A saída da ditadura pela porta dos fundos em 1985, mediante conluio da oposição com situacionistas que abandonaram a canoa furada para se manterem no poder (Sarney à frente), impediu que houvesse uma verdadeira redemocratização do país e nos legou a situação anômala que nos faz motivo de pilhérias no mundo civilizado. Estamos sendo os últimos e os mais tímidos no acerto das contas com o passado infame.

Embates do presente e do futuro

A Comissão da Verdade, que em suas linhas mestras fui dos primeiros a defender, é a última chance de deixarmos estabelecido, como veredicto oficial do Estado brasileiro, o repúdio ao golpismo, à ditadura, ao estupro dos direitos humanos. Caso contrário, os totalitários continuarão podendo alegar impunemente que em 1964 foi dado um contragolpe preventivo e que ambos os lados cometeram excessos equivalentes durante os anos de chumbo. E nada vai impedir que se batizem ruas e praças com os nomes de sérgio paranhos fleury, emílio garrastazu médici e outros que tais (as minúsculas são intencionais).

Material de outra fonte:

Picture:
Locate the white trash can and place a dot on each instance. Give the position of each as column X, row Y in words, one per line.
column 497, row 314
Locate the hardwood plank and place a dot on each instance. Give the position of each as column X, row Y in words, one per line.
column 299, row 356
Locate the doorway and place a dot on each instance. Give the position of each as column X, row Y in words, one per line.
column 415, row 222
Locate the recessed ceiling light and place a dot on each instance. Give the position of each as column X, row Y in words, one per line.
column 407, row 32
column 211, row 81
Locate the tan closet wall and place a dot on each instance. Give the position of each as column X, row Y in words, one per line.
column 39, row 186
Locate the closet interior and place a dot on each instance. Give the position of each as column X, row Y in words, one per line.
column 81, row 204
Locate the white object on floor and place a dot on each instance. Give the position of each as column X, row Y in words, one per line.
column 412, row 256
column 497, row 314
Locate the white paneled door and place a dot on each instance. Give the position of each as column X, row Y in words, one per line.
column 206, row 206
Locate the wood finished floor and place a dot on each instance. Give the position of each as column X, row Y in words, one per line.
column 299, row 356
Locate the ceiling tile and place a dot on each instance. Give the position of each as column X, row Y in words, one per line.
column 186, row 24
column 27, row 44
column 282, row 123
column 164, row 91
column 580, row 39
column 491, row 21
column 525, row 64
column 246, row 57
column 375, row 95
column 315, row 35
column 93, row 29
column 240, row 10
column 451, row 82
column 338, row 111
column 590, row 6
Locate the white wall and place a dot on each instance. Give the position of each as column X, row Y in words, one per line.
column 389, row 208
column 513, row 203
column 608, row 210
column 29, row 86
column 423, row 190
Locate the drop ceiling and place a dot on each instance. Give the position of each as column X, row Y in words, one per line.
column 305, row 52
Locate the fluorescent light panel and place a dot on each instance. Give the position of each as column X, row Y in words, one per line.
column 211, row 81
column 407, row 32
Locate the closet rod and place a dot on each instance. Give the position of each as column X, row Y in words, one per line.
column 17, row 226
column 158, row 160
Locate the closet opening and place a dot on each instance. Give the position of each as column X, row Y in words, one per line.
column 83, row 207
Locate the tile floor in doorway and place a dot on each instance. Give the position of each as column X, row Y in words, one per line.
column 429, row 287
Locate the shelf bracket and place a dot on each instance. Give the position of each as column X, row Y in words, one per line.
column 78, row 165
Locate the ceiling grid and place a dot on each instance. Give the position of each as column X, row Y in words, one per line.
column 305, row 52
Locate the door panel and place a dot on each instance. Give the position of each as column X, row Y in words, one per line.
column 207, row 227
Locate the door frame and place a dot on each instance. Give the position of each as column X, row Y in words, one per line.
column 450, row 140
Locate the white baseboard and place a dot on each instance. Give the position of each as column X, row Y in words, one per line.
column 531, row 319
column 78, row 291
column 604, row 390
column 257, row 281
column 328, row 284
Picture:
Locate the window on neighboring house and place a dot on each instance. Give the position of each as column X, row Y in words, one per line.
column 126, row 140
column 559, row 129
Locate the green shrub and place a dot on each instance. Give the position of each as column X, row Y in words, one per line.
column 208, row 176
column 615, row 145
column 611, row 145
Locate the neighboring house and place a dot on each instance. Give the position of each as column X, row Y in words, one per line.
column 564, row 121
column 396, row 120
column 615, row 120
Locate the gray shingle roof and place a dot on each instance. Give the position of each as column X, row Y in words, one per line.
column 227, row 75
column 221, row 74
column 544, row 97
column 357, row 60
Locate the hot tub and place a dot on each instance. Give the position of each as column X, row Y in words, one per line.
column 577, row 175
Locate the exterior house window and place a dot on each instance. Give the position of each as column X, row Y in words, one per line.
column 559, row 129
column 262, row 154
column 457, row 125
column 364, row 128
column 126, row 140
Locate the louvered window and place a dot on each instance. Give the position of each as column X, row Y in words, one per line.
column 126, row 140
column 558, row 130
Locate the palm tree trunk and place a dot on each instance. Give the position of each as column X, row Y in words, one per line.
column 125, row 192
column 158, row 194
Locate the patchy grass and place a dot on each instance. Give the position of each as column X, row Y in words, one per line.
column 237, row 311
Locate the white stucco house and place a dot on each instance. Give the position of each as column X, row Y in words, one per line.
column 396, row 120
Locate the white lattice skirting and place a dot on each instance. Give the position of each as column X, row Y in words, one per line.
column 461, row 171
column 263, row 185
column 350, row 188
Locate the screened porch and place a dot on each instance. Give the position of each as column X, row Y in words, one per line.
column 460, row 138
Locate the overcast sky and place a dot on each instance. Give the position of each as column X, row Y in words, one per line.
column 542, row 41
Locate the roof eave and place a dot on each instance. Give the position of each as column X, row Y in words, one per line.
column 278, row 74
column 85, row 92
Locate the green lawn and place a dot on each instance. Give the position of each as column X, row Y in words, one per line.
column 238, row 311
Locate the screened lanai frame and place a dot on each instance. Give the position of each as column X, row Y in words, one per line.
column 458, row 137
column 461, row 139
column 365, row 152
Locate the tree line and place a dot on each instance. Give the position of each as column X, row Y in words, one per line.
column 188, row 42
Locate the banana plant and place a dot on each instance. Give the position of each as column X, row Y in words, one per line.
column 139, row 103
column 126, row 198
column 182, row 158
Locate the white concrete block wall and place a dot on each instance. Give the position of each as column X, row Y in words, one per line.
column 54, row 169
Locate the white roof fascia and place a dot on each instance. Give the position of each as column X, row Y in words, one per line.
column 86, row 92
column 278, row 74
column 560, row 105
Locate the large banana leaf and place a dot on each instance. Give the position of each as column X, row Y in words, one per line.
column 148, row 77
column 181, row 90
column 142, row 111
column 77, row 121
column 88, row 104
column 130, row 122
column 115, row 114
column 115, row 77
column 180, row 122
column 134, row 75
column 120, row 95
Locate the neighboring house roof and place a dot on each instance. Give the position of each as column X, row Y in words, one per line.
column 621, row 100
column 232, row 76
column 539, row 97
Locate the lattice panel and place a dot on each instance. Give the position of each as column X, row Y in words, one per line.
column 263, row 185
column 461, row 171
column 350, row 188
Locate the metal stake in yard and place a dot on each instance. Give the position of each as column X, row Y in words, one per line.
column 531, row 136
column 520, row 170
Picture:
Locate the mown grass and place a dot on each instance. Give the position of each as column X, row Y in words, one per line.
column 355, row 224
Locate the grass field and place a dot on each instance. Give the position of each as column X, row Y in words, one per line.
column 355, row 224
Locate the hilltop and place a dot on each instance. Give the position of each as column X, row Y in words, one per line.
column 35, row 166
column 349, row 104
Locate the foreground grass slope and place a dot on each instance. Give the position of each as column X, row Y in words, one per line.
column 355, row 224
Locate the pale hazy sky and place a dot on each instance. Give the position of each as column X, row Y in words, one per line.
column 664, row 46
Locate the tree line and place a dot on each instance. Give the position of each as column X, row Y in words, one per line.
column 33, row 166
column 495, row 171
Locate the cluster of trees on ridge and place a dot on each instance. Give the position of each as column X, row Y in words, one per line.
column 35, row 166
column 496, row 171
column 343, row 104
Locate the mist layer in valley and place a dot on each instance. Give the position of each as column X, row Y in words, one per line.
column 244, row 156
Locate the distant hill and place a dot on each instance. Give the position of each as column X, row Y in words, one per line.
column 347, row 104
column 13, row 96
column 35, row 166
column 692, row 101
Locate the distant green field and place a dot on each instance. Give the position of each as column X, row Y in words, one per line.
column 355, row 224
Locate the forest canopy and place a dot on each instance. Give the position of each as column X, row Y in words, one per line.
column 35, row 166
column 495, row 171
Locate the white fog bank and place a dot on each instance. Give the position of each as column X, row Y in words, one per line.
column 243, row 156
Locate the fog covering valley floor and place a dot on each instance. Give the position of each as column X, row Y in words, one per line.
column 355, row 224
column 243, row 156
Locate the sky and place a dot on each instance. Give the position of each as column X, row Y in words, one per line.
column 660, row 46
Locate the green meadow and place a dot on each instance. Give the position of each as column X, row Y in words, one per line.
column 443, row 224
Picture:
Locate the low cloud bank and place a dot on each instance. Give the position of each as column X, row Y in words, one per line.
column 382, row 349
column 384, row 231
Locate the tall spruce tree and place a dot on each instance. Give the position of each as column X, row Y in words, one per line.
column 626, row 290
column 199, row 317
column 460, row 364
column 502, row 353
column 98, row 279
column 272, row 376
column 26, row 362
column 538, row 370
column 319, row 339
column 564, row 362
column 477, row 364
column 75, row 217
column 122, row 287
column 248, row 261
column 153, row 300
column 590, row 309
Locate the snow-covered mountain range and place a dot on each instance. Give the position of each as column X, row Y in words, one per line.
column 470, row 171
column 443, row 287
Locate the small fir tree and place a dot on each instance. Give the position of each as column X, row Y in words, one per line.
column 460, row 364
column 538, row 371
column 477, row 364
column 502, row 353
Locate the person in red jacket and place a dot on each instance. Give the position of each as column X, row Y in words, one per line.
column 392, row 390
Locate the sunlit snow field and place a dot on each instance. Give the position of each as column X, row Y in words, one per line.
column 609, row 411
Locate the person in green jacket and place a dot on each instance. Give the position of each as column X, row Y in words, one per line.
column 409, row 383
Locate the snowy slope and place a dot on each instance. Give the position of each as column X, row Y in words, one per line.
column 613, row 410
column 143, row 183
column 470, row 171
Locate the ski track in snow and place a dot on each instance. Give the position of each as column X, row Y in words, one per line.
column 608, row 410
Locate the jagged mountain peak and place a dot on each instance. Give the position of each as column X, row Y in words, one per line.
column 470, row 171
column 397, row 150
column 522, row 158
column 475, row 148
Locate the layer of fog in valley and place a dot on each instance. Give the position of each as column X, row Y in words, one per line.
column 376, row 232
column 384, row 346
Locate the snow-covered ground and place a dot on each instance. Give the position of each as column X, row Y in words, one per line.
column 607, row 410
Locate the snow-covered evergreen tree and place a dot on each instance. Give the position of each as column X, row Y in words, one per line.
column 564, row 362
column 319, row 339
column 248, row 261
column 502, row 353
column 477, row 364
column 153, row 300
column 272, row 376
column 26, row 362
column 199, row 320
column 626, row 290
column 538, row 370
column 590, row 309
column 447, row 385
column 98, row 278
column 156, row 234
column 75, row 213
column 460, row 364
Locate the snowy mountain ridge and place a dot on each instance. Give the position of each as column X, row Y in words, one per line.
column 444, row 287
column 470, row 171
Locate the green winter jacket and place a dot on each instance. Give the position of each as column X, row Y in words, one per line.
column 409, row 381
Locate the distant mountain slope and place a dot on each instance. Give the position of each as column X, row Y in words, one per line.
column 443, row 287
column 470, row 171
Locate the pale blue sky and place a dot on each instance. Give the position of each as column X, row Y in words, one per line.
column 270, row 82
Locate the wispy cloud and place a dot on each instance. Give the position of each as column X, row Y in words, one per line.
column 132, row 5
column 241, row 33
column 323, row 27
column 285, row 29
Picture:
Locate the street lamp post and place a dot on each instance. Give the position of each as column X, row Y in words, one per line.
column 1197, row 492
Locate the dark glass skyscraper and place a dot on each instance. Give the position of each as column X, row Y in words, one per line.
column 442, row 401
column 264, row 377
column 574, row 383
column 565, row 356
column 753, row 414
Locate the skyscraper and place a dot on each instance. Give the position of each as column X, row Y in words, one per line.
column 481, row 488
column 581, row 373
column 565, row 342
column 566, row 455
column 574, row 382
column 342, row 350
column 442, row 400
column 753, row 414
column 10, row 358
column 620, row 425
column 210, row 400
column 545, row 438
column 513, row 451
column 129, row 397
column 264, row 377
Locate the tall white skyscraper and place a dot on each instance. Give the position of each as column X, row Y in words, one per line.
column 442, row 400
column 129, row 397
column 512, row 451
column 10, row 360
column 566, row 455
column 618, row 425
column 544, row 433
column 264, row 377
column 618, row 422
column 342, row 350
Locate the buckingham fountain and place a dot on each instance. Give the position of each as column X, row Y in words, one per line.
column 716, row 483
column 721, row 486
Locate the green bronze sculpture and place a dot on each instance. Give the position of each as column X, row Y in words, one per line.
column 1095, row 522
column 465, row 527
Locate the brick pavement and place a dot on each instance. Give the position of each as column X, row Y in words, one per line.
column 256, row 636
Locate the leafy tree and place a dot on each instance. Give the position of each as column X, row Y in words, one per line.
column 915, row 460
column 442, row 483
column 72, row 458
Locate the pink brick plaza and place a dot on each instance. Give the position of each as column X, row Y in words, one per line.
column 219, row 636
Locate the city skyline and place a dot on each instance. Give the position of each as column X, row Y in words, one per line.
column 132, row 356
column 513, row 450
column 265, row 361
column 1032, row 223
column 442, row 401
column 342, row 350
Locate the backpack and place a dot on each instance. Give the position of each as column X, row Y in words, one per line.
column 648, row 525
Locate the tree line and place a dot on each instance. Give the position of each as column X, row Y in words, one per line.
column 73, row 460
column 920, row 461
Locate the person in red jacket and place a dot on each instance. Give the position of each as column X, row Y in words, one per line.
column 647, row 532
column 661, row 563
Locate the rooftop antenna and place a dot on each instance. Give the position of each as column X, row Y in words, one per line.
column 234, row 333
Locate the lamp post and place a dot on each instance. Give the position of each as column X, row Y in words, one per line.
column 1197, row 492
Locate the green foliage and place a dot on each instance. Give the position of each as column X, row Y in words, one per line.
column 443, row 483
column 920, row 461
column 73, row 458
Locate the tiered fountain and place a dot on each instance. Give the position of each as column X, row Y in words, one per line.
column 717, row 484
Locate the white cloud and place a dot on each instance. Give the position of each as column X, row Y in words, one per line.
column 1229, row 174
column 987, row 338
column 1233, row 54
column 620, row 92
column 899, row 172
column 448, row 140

É discutível que se consiga avançar muito, com mais de um quarto de século de atraso e depois da diligente destruição de arquivos por parte de quem tinha esqueletos no armário, no esclarecimento de episódios ainda obscuros. Mas, apenas reunir o que já se apurou numa espécie de balanço final do período já dará aos democratas um trunfo poderoso nos embates políticos do presente e do futuro. Pois, a esta altura, só nos resta tentarmos criar anticorpos para que nunca mais o Brasil mergulhe nas trevas tirania e da barbárie.

Nem isto o jornal da ditabranda admite.